According to whom? Certainly not the detainees.
 
Gitmo Camp got beter because it was exposed for it atrocities.

because it was hastily put together and there was no clear guideline initially. This is not a movie where in the event of far-fetched scenario like alien or plague breakout and the soldiers would rush in and establish perimeter like they knew what to do in the first place.

This was first time for us and we learned from it and we got better. You've already seen the result of Bush's national security policy. **hint hint - US Airways 1549
 
And it wouldn't have gotten better if the atrocities had not been exposed.

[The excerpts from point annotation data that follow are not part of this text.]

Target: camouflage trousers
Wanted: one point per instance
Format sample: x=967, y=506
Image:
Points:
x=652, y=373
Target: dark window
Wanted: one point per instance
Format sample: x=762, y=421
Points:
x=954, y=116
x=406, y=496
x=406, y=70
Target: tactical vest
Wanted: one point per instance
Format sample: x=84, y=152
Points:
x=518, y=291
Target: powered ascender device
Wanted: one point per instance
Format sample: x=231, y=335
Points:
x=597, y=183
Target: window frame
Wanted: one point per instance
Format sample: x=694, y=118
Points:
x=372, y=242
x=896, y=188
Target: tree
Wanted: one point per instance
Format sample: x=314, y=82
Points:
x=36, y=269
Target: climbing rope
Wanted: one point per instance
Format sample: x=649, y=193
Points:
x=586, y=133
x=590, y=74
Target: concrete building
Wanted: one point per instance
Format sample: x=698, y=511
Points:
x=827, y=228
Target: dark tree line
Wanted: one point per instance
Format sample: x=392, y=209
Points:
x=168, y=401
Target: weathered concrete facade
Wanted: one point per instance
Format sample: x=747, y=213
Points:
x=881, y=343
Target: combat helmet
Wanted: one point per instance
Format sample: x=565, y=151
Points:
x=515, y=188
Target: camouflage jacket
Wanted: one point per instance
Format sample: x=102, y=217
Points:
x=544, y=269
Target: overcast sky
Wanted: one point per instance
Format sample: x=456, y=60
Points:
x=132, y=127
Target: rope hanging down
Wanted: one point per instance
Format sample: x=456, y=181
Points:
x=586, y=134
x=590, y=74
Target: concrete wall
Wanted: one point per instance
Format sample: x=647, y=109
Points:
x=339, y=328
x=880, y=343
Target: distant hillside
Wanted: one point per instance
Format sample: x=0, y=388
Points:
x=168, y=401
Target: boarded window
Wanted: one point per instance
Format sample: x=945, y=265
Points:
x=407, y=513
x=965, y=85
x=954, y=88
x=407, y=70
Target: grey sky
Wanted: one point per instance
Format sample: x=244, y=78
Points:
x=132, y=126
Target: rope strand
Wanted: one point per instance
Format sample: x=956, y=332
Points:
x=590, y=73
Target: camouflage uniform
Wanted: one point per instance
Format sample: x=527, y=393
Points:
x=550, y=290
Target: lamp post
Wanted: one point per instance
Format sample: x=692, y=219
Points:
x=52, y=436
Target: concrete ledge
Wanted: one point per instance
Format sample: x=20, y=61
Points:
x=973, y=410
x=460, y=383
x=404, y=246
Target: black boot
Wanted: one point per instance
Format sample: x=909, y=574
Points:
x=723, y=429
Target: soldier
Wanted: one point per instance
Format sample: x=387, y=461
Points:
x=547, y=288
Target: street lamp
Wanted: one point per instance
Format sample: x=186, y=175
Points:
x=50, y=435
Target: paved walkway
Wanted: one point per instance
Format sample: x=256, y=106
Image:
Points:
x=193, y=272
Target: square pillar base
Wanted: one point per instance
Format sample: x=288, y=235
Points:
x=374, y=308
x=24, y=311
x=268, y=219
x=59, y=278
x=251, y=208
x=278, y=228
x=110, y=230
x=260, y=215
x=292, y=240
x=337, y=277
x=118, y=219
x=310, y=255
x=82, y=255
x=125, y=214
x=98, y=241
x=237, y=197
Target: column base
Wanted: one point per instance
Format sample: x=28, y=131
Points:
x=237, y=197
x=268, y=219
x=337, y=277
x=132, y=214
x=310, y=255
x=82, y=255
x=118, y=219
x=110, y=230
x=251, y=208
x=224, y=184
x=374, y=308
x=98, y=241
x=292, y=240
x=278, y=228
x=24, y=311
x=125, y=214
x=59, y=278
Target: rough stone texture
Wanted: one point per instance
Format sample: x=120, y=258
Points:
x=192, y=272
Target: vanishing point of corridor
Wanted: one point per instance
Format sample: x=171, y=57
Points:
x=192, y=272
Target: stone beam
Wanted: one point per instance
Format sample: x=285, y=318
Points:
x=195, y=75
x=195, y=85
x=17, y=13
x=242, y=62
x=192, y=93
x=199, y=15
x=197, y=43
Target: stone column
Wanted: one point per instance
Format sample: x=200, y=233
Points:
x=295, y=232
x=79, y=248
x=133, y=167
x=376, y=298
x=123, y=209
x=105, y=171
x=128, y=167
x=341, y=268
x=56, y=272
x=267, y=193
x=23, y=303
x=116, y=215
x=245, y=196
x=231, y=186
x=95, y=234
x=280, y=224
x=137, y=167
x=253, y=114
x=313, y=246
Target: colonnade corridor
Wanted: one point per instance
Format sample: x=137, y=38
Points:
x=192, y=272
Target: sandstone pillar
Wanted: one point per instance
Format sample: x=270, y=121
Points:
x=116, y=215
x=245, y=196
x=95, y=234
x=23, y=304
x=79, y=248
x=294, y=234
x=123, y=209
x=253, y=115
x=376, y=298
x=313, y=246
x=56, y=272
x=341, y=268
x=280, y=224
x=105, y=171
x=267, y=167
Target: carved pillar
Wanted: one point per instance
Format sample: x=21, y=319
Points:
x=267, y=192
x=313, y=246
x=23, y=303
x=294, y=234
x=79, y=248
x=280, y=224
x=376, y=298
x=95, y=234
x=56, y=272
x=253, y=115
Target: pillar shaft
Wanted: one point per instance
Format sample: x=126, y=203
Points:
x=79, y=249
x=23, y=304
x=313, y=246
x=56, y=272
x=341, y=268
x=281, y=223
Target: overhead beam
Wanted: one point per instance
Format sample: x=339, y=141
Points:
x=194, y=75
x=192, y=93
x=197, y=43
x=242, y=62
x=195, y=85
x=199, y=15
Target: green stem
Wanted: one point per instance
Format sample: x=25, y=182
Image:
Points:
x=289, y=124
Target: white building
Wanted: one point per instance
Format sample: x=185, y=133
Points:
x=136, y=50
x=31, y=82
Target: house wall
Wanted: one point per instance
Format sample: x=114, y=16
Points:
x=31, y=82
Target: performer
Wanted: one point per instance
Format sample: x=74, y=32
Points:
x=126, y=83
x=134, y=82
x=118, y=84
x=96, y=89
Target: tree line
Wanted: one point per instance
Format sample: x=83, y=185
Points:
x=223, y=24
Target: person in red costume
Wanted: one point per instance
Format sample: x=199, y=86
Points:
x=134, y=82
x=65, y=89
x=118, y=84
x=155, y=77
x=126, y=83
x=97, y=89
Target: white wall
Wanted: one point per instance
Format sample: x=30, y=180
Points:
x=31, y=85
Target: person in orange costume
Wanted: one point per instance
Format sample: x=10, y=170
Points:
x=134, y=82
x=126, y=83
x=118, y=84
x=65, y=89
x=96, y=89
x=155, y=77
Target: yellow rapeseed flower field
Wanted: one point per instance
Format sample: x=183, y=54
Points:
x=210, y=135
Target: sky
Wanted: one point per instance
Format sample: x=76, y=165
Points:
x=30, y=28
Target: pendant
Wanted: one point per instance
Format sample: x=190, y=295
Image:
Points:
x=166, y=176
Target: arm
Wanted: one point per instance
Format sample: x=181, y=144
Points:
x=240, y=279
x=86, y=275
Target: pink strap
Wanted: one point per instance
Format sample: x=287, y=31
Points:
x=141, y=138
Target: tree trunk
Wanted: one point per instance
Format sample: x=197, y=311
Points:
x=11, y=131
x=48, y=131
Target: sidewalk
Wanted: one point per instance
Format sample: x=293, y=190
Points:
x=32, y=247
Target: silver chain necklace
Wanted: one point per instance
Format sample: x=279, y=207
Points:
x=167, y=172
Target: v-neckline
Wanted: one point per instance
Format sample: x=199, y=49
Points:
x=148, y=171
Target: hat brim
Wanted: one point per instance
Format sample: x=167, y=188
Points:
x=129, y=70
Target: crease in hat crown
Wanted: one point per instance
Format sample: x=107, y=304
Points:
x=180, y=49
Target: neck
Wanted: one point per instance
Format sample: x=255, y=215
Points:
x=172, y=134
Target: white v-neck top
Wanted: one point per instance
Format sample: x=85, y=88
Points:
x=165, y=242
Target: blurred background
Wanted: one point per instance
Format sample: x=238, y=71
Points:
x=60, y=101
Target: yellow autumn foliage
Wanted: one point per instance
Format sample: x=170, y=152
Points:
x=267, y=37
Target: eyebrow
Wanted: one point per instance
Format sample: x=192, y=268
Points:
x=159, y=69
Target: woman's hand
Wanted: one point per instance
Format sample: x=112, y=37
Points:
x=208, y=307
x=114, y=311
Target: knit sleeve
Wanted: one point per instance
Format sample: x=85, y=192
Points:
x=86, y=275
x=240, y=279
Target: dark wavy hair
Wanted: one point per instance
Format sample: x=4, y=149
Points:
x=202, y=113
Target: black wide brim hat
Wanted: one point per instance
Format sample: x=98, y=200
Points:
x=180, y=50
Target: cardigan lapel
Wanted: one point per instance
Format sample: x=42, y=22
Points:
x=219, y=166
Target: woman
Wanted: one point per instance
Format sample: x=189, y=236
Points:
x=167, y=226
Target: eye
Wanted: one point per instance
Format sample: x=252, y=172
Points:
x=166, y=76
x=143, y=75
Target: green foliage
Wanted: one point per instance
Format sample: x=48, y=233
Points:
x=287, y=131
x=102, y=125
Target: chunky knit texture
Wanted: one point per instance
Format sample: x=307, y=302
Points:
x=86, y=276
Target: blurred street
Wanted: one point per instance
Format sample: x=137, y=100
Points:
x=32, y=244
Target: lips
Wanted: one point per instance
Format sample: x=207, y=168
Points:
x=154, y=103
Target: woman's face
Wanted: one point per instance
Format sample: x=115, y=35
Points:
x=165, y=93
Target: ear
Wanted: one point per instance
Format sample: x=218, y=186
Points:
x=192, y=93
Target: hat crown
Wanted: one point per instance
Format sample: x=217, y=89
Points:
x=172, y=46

you don't know that but I do because I doubt the government would continue this such thing for several years. That's why I continue to live here, pay my tax, and support my American government. If I know my government would commit such atrocities after atrocities... simple - pack up & leave for Canada and denounce my American citizenship.

:cool2:
 
you don't know that but I do because I doubt the government would continue this such thing for several years. That's why I continue to live here, pay my tax, and support my American government. If I know my government would commit such atrocities after atrocities... simple - pack up & leave for Canada and denounce my American citizenship.

:cool2:

Denial is a wonderful thing.
 
Denial is a wonderful thing.

:lol: Like I said - I doubt the government would continue this kind of atrocity for several years. Blame the media for exaggerated disinformation/misinformation and they're very effective at it.